There are certain flags which will help in disabling are

 -fno-stack-protector , -z,norelro

These can be used while compiling a program like 

  gcc -fno-stack-protector file.c -o a.out

ICECTF 2016 - DRUMPF BINARY

Binary overview:-

     The Binary has facility to book a suite, book  a room , delete booking and to print booking. The Aim is to change the flow of control to the flag function which obviously prints the flag. The program is protected by Canary, NX and RELRO is partially enabled. The program employs the use of Malloc() and free(). Finding the vulnerability would be a child's play for a experienced exploiter. The vulnerability is called Use after free vulnerability .

 Intro to Use After Free vulnerability:-
      To understand what the Use After Free vulnerability is one needs to understand what are the functions and how they are used wrongly which causes such a vulnerability to rise

• Malloc() :-  void *malloc(size_t size)                                                         The function allocates the memory given to it and returns a pointer to the location where it is stored or NULL if it fails.
• Free() :-  void free(void *ptr)                                                                     This function is used to deallocate the memory previously allocated by a calloc, malloc or realloc function. It doesn't return any value.              Certain things to Note here are :
•  The Free functions doesn't clear the data which is allocated.
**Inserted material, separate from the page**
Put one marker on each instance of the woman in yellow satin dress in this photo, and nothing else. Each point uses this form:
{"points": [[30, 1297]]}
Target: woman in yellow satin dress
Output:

It just makes that area available for storing data and new data overwrites the previous ones.
• The pointer pointing to the location isn't deleted and will be reused for the next malloc() unless it is cleared by using *ptr=0. This is the vulnerability which is exploited in this method.

 Solution  :-
     The functions for booking a room and booking a suite seem a bit different.
on closer looking the function for booking a suite after decompilation using IDA pro.

    int book_suite()
{
  _DWORD *v0; // ebx@1
  char s; // [sp+1Ch] [bp-1Ch]@1
  int v3; // [sp+2Ch] [bp-Ch]@1

  v3 = *MK_FP(__GS__, 20);
  suite = malloc(264u);
  printf("Name: ");
  fflush(stdout);
  fgets(suite + 4, 256, stdin);
  *suite = print_name;
  printf("Suite number: ");
  fflush(stdout);
  fgets(&s, 16, stdin);
  v0 = suite;
  v0[65] = atoi(&s);
  puts("Booked a suite!");
  fflush(stdout);
  return *MK_FP(__GS__, 20) ^ v3;
}     

 The size of the suite is declared to be 264 bytes , and the name of the person is stored from the fourth to the 260th byte. *suite which gives the first four bytes of suite since it is a 32bit program is used to store the address of the function print_name. The Suite number is converted into an integer and stored in the last four bytes of the suite object. On successfully creating the object the function prints "Booked a suite!".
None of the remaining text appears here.